Following the campus-wide trend of focusing on entrepreneurship, the Medical School named Emergency Medicine Prof. Kevin Ward executive director for medical innovation on Wednesday, who will work with the school’s faculty to spur entrepreneurial activity.
In the past fiscal year, Medical School researchers successfully pitched 133 inventions and were allotted 41 patents. These figures represent a third of the University’s total invention and patent statistics.
According to a report released Wednesday by the University’s Office of Technology Transfer, $11.1 million of the $14.4 million that the University collects each year from past patents and licensing agreements is directly attributable to innovations from medical research. Licenses were granted to 54 Medical School inventions as part of 40 license agreements with corporate businesses in the past fiscal year.
Licensing and patents do not always translate into successful products, but the Medical School has established a new initiative to aid in the translation from research lab to marketplace.
Headed by Ward, the Fast Forward Medical Innovation Initiative aims to combine research and entrepreneurship efforts in order to foster commercialization.
Among the initiative’s programs is the implementation of Innovation Strike Forces, groups of employees that will identify and accelerate promising ideas, then connect the dots between researchers, clinicians and businesses.
“The new innovation program is to help faculty think in different ways about their ideas and to provide them with an innovation road map so that we can get their ideas to impact through product development much earlier,” Ward said.

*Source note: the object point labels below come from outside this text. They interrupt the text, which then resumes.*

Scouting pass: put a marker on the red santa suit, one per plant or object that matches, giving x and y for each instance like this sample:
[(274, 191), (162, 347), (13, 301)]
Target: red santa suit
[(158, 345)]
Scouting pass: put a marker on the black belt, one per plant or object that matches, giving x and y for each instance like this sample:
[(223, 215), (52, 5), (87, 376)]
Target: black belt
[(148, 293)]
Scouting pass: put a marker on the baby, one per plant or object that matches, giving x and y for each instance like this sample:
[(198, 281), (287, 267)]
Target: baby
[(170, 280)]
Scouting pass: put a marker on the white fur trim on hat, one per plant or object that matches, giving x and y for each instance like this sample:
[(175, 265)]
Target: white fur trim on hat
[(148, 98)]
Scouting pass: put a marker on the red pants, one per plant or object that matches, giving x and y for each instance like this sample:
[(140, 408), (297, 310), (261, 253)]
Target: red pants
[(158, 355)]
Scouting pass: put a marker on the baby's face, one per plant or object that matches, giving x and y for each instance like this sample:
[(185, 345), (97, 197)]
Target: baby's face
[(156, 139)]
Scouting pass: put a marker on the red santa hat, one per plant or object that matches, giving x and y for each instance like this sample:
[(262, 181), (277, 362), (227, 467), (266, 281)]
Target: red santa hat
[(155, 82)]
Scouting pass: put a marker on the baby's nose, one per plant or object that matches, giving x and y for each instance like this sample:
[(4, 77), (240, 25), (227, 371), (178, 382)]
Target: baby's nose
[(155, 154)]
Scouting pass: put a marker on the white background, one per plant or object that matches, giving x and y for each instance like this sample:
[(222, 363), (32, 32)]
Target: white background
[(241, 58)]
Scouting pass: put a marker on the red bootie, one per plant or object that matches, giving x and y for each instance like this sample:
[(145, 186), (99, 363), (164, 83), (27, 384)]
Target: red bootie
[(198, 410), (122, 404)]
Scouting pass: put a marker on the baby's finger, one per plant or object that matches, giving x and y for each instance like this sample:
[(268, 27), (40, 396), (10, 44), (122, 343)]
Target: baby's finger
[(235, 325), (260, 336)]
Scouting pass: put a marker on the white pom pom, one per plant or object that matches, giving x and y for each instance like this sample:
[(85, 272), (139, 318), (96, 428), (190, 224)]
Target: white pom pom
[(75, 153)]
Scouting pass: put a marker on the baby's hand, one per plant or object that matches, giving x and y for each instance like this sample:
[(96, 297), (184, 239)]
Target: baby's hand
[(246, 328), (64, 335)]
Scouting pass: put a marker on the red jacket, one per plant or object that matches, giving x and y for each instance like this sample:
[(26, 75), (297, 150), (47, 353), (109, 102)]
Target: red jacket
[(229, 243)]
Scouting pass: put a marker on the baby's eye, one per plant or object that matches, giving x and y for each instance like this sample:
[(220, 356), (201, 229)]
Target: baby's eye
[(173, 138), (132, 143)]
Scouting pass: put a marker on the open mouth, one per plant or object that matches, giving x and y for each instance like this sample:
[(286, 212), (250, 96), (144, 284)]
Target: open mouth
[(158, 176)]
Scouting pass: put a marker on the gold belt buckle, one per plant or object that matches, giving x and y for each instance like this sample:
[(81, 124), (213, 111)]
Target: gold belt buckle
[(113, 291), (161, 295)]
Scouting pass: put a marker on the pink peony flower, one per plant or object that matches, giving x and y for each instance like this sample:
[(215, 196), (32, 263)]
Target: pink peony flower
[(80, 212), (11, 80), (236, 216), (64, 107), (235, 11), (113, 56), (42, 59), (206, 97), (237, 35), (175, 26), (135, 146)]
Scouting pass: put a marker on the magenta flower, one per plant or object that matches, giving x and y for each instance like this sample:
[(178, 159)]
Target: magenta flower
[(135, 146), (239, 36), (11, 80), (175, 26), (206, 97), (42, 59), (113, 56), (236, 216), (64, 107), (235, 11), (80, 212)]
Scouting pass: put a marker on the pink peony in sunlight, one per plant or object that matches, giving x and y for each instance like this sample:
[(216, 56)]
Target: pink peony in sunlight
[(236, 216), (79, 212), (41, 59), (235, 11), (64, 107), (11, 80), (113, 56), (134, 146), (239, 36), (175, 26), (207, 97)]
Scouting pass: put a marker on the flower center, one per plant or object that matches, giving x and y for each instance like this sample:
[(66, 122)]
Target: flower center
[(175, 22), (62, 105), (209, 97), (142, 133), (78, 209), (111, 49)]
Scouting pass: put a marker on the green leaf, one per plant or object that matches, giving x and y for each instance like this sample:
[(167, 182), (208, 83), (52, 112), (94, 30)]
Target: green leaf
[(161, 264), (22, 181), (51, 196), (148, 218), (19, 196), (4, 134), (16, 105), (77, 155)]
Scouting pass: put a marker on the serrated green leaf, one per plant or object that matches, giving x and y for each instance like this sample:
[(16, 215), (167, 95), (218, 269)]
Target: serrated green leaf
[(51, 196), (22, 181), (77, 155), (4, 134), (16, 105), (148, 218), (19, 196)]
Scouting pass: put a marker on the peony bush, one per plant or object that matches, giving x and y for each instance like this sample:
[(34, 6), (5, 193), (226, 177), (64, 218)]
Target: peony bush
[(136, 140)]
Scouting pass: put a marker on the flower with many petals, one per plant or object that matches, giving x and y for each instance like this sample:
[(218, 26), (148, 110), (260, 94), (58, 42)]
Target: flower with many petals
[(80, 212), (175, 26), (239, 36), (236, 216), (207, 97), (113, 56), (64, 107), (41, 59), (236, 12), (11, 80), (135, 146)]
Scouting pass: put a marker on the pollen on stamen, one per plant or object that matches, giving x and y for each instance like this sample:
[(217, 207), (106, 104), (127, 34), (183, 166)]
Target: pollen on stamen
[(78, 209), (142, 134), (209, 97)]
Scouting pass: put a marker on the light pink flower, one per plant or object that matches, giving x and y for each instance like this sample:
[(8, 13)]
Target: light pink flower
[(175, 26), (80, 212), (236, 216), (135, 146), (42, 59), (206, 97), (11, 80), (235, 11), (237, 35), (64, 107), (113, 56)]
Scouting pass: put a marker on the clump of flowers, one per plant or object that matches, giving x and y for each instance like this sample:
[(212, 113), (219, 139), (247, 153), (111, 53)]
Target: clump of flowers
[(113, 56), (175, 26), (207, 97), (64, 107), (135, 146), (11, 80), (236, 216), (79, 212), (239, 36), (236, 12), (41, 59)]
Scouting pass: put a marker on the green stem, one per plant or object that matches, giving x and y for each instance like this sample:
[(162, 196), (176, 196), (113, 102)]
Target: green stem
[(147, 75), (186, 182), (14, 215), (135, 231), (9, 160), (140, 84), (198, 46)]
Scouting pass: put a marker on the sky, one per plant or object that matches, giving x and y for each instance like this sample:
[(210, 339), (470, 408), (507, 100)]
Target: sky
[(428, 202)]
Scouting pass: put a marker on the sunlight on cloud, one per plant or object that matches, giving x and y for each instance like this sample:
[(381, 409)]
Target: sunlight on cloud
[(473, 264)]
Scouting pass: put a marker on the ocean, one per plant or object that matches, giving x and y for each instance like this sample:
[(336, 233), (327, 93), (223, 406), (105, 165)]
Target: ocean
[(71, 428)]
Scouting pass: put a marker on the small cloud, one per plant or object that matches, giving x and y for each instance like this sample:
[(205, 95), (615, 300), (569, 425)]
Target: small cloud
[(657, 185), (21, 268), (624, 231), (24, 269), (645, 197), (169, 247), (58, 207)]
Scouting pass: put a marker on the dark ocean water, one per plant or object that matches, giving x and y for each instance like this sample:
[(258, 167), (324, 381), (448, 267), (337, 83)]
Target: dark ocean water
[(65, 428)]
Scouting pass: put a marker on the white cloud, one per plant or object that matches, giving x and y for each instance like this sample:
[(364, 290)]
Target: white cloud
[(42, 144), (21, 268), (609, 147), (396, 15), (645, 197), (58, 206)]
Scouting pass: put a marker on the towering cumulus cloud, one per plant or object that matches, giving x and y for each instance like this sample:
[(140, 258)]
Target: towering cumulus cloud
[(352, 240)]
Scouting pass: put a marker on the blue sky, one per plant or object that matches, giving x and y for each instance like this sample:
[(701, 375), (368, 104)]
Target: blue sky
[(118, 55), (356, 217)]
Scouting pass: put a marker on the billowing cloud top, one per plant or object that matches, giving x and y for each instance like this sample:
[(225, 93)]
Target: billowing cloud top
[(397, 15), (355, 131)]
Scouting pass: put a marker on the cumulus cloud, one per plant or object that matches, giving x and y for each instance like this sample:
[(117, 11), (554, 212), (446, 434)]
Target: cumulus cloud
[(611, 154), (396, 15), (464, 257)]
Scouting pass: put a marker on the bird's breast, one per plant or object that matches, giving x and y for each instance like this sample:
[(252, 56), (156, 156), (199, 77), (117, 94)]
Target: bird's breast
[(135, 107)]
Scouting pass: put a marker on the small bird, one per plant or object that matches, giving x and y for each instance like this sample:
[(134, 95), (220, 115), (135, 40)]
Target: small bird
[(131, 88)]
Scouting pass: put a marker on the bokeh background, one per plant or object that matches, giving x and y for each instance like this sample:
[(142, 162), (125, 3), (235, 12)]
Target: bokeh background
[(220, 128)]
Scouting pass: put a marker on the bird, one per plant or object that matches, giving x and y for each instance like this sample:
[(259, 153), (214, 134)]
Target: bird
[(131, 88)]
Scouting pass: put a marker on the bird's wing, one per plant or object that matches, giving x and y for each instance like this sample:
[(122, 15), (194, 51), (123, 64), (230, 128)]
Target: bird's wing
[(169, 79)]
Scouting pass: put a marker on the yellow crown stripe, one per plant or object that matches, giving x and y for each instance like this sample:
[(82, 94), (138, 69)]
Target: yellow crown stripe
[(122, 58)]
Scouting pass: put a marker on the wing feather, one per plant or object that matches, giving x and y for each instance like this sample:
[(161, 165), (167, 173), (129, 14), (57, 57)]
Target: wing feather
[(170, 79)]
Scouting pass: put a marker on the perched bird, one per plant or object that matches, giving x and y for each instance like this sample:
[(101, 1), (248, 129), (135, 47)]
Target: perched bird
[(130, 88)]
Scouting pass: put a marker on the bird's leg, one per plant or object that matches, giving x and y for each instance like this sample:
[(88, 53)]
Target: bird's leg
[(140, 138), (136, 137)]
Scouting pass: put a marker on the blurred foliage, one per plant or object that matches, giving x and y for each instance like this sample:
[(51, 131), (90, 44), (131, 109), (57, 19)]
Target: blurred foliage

Ward said that although ideas are protected through invention disclosures and patents, many of them do not necessarily become products. To ease the transition from biomedical research to clinical application, Ward plans to work closely with the Office of Tech Transfer, the College of Engineering Center for Entrepreneurship, the Business Engagement Center and other campus offices.
“We’ve got a top-ranked Medical School, College of Engineering and Business School, so one of the strategies will be to blur the lines between them.”